Butler Memorial Hospital nurses with their family and other supporters voice concern about the working conditions they have endured, during an informational picket outside of the hospital on March 24, 2025. Rob McGraw/Butler Eagle

More details have been revealed on the three-year contract ratified on Monday night, May 12, between the unionized nurses of Butler Memorial Hospital and Independence Health System.

The major focus of the nurses’ efforts, according to Pennsylvania Association of Staff Nurses and Allied Professionals, was in improving workplace safety and preventing workplace violence, which was the subject of an informational picket and rally in late March.

For its part, an Independence Health System representative expressed the organization was glad to have the agreement in place.

“We are pleased to announce that the proposed contract between Independence Health System’s Butler Memorial Hospital and the PASNAP nurses’ union has been ratified by union members,” said Melissa Forster, marketing and communications specialist for Independence Health System. “This agreement reflects our shared commitment to supporting our nurses and ensuring expert care, here, for our patients and community.”
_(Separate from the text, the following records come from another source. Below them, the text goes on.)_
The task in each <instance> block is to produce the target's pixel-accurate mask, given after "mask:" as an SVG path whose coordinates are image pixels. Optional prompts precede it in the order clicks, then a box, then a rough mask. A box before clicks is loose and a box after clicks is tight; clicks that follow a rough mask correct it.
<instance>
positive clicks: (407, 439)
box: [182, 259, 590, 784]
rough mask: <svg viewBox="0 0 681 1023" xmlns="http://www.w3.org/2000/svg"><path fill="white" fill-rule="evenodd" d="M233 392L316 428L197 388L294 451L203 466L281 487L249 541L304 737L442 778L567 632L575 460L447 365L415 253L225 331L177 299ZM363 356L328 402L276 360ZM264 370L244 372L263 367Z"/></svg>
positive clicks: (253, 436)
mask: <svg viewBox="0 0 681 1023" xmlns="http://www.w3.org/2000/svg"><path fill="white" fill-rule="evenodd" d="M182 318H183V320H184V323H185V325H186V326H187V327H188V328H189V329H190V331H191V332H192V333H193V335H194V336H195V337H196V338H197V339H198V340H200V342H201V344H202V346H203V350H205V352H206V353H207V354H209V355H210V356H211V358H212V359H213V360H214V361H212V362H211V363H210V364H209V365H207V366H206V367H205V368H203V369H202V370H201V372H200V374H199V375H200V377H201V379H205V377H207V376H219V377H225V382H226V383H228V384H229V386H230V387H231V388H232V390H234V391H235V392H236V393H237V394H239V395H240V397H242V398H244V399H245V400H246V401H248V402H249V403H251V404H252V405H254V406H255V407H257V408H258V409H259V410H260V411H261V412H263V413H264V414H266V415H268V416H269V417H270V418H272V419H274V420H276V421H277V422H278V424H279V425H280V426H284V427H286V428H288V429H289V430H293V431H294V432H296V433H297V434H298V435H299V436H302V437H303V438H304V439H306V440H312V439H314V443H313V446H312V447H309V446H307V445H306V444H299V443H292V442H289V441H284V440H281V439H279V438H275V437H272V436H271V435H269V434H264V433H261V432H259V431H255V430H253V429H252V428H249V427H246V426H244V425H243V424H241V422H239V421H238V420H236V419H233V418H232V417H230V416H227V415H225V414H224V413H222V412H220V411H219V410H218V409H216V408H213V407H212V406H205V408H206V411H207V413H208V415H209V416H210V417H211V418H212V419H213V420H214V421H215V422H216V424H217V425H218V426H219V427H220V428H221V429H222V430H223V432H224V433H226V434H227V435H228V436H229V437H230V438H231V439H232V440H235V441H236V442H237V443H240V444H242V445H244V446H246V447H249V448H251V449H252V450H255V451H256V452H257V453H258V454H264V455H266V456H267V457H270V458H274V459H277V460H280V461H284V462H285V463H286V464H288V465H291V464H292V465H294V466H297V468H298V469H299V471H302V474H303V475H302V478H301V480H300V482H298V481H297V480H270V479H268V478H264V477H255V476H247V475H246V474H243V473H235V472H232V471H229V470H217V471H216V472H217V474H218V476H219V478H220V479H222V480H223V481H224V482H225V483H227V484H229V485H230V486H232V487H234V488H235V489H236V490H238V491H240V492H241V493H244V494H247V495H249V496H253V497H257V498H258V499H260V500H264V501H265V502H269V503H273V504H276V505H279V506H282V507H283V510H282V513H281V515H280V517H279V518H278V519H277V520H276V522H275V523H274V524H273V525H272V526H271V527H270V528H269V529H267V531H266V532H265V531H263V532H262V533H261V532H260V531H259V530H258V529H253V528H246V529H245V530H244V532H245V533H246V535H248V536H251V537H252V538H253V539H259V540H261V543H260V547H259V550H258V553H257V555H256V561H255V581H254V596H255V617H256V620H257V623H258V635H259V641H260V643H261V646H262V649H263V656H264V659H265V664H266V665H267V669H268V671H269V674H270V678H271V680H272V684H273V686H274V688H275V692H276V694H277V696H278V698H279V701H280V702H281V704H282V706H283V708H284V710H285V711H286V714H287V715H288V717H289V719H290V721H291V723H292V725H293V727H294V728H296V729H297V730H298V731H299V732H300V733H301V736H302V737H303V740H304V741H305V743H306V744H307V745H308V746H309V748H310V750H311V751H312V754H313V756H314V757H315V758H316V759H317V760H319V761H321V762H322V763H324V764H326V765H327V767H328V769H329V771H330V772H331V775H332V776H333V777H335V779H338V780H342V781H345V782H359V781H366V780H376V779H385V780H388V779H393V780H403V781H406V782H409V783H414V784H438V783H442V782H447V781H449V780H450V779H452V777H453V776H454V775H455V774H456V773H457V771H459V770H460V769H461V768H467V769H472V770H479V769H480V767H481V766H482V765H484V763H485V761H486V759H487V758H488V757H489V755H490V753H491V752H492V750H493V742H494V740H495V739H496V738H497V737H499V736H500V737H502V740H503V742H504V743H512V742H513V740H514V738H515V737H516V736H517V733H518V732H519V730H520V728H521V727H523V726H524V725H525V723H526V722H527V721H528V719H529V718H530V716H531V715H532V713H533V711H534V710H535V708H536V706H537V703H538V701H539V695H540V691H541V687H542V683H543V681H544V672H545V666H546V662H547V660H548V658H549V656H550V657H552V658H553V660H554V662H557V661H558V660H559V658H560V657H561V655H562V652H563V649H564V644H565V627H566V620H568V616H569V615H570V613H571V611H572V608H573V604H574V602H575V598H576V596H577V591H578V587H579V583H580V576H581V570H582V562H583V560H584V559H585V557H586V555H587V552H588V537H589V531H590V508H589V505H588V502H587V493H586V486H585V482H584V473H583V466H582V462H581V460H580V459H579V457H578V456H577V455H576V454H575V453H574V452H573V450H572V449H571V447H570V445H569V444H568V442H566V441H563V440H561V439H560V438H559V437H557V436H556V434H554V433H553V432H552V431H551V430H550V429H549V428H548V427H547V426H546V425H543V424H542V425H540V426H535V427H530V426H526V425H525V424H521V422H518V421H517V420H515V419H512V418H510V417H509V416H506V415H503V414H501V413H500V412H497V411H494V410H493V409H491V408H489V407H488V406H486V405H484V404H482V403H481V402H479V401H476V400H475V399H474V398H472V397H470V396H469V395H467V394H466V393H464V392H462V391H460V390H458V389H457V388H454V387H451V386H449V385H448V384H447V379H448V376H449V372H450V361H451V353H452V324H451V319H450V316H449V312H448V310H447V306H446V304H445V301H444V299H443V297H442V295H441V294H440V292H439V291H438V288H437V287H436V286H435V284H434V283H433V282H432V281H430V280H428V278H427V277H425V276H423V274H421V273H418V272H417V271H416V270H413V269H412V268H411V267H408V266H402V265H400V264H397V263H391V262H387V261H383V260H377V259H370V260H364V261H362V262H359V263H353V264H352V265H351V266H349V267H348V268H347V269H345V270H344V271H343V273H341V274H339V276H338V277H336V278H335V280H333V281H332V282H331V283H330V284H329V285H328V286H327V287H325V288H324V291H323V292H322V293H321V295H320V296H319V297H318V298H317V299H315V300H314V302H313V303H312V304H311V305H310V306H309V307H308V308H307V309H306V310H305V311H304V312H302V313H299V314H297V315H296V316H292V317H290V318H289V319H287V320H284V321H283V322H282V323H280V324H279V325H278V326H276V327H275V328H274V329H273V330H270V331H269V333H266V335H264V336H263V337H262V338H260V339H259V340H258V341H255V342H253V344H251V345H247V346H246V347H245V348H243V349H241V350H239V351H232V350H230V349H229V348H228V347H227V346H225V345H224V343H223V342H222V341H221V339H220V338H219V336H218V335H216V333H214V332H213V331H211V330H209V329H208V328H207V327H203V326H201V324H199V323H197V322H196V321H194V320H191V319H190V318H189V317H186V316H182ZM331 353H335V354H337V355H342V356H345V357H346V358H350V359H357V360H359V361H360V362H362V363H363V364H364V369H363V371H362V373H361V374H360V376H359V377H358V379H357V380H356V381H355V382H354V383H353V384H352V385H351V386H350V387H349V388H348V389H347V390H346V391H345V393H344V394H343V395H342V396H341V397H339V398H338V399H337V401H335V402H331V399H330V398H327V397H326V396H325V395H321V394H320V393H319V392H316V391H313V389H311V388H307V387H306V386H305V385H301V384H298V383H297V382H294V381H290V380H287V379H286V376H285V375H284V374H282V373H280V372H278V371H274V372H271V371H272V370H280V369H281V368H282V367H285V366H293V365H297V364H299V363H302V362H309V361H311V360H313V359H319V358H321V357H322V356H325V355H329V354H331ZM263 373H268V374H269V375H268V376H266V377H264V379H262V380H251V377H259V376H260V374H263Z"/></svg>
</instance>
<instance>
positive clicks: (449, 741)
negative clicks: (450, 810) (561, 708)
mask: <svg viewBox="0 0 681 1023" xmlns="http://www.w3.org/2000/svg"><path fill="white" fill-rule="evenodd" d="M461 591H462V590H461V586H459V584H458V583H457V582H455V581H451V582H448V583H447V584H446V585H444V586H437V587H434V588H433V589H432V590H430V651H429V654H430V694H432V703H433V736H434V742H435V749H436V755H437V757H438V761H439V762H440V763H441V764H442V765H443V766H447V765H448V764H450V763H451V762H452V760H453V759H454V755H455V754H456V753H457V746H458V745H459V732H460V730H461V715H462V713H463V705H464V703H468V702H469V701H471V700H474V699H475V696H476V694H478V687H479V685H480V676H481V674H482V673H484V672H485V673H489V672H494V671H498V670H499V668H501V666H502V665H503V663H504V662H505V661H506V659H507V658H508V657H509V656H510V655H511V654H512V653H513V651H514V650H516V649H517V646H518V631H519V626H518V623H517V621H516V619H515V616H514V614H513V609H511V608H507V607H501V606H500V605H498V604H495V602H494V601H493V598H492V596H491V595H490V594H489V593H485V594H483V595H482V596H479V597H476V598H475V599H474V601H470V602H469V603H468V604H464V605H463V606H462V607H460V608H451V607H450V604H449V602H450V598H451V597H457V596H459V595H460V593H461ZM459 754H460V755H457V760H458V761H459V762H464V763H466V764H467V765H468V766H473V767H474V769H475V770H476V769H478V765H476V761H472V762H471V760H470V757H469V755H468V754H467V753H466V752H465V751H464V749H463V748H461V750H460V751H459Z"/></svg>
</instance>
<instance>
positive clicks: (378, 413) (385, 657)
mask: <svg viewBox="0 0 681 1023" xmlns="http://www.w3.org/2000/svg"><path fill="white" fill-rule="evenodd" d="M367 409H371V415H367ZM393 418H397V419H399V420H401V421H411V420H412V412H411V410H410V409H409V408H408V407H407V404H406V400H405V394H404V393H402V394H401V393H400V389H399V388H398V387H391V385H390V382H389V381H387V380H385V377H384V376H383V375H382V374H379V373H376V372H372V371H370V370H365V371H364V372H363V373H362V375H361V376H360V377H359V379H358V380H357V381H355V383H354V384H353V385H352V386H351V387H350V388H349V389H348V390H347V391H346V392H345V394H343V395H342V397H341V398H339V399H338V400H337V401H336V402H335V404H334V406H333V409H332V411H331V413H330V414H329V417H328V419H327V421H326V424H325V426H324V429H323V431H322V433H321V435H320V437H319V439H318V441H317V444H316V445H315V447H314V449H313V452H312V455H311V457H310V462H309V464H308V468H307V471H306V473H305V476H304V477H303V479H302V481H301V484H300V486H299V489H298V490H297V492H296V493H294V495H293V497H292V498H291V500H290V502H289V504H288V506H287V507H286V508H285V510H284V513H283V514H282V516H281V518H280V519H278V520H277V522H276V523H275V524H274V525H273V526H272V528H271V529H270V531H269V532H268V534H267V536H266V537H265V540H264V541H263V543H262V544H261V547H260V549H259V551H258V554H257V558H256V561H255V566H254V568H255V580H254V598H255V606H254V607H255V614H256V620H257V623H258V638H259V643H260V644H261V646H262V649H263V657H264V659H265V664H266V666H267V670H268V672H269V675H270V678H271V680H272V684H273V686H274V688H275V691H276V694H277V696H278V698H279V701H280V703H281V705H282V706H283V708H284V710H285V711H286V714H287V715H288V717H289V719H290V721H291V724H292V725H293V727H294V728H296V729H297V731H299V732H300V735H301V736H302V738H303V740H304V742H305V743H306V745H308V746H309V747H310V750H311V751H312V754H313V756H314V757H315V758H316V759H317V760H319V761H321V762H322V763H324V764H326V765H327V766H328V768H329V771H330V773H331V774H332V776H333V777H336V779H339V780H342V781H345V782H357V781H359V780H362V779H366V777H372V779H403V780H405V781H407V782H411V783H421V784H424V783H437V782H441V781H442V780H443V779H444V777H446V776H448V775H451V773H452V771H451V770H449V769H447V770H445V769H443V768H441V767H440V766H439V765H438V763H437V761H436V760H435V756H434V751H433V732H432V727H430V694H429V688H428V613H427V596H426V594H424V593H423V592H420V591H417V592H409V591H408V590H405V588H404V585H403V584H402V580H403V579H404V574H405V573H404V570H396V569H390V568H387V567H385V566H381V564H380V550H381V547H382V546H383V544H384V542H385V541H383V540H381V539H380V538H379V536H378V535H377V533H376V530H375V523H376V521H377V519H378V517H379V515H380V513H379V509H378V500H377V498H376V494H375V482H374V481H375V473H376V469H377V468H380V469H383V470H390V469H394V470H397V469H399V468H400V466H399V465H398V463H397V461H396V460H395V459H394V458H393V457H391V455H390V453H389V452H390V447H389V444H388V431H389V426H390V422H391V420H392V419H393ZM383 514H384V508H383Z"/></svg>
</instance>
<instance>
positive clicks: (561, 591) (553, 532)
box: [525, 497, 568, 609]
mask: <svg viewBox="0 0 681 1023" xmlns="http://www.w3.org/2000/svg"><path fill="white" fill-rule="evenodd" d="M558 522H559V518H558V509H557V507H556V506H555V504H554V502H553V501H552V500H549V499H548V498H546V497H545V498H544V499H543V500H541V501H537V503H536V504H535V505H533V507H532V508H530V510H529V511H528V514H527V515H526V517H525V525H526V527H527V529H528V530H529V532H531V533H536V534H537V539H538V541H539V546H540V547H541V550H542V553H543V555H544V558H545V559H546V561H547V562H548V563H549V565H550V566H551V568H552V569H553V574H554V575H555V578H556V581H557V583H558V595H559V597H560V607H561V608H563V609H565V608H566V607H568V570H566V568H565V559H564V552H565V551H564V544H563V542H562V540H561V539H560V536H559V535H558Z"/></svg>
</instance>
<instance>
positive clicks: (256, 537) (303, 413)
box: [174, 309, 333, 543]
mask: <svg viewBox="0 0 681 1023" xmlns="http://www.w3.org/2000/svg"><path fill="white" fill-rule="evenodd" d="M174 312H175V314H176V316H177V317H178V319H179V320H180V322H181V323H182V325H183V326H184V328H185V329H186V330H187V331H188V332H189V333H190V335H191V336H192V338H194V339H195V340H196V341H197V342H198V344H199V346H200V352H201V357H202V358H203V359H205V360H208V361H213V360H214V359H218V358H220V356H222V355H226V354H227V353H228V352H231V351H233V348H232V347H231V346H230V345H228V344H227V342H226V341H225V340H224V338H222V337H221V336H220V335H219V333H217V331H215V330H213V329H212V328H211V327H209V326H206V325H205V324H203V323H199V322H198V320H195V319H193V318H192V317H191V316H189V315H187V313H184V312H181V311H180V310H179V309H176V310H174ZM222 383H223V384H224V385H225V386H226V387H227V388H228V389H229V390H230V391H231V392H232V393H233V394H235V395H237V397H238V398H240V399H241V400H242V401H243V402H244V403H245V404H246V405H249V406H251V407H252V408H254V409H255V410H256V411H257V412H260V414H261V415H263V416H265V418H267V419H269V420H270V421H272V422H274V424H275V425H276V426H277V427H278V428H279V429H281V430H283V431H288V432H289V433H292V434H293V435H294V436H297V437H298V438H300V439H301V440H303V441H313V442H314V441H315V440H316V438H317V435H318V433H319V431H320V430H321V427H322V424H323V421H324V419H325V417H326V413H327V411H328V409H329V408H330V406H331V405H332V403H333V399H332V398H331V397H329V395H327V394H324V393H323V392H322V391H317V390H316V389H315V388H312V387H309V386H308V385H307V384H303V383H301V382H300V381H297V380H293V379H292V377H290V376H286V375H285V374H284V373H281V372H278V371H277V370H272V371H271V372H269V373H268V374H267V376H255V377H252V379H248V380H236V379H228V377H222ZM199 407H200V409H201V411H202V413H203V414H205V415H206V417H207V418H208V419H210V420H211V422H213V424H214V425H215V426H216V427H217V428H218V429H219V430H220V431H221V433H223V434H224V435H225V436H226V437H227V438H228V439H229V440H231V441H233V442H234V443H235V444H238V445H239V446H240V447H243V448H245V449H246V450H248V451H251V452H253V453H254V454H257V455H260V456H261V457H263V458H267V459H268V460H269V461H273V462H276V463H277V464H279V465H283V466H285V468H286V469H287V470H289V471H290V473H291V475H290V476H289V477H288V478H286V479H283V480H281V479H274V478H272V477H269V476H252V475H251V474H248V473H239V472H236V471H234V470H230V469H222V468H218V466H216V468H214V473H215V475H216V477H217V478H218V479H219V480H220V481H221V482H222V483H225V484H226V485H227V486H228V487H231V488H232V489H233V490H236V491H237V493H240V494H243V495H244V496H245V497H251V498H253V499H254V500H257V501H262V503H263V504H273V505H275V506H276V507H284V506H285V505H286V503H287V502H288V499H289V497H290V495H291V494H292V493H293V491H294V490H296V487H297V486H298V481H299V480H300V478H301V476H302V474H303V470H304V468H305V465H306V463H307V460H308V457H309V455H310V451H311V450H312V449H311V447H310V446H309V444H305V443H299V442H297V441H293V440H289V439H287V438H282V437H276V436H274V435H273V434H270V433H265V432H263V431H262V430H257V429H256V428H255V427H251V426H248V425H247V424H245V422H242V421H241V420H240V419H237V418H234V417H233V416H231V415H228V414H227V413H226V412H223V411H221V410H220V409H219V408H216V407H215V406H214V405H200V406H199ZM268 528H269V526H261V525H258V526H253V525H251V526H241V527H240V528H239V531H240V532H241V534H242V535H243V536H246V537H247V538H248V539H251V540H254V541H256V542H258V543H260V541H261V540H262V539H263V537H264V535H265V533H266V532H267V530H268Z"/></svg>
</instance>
Some key wins for the nurses’ union in terms of workplace safety include placing at least one new metal detector in the hospital and an additional security guard in the emergency department.

“We have less chance of weapons and less chance of another UPMC York, which is wonderful,” said Tammy May, intensive care nurse at BMH and president of the union’s local chapter.

In addition, if a nurse has to spend time away from work due to workplace violence, it will not have to come out of their own pocket. Under Pennsylvania worker’s compensation laws, there is a seven-day waiting period to collect benefits.

“If it injures them enough that they have to be off work, we will not have to use our own time to be off work,” May said. “The hospital will pay us for up to a week’s leave if we need it. That will basically bridge us to worker’s comp.”

May also clarified one of the key items mentioned in the initial announcement of the contract, which will discourage hospital management from making involuntary changes to nurses’ work schedules.

“We get our schedule six weeks in advance,” May said. “Before this contract, the hospital could change our schedules with only 48 hours’ notice. We got that changed to two weeks’ notice, you know, so they couldn’t call me on a Monday and say my schedule on Thursday was changing.”

Moreover, if nurses have their schedule involuntarily changed more than three times in a given year, those nurses will receive double-time pay as compensation for each changed shift after the third offense.

“If they do that more than three times a year, then every shift that happens to me, I will make double time,” May said. “It is a deterrent for them to not change schedules, to put the schedules out the way they need to be, and to, hopefully, not have to switch people’s schedules at the last minute.”

Nurses approved the new contract Monday night with an 80% vote, after reaching a tentative agreement with the hospital on Thursday, May 8. According to May, initial negotiations between the nurses and the hospital did not go smoothly.

“The hospital had come to us asking for many concessions,” May said. “They wanted to essentially gut our contract and take away any of the gains over the past several decades that we had achieved. They wanted to freeze our pension. They wanted to freeze any type of incentive for additional hours to cover staffing. They wanted to freeze all of that, and we were able to stop all of that.”